The present invention further provides a method for improving the media quality of a video conference that includes a communication segment having limited bandwidth. This aspect of the invention involves receiving media data encoded according to a first transmission mode at a first end of the constrained bandwidth communication segment. The media data received at the first end of the bandwidth constrained communication segment is then translated into a second, more bandwidth efficient transmission mode. The translated media data are then transmitted over the bandwidth constrained communication segment using the second more bandwidth efficient transmission mode.

According to another aspect of the invention, a multi-point video conferencing system is provided for video conferences having end-points with heterogeneous capabilities. The system includes at least one multi-point control unit (MCU). At least one of the video conference end-points is connected to the MCU for transmitting and receiving media data between the MCU and the at least one other end-point. According to this embodiment, the MCU is adapted to translate media data between media data transmission modes associated with the various end-points.
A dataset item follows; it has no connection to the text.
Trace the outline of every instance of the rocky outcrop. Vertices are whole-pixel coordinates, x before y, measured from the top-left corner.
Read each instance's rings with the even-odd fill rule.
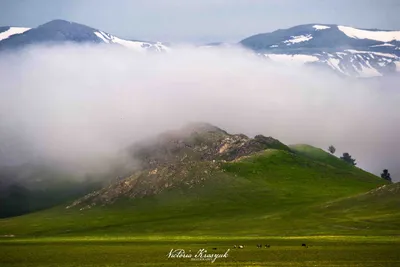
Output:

Finally, a video conference multi-point control unit is provided. The multi-point media control unit includes a media controller adapted to individually negotiate media data transmission modes between the multi-point control unit and each one of a plurality of video conference end-points. The end-points include heterogeneous capability sets. The transmission modes negotiated with each end-point are determined by the most efficient transmission mode commonly supported by the multi-point control unit and each respective end-point. The media control unit further includes a media processor for routing media data between various video conference end points and translating the media data from a transmission mode negotiated with a first end-point into a transmission mode negotiated with a second end-point.

By implementing the present invention, multiple end-points may participate in a video conference, each employing their full capabilities. Less capable end-points do not negatively impact the media quality of end-points having superior capabilities. Additionally, higher quality, lower bit rate codecs may be employed on narrow bandwidth communication segments to improve the data throughout on bandwidth restricted links. Thus, the overall quality of the media data in a multi-point video conference with heterogenous end-points is greatly improved.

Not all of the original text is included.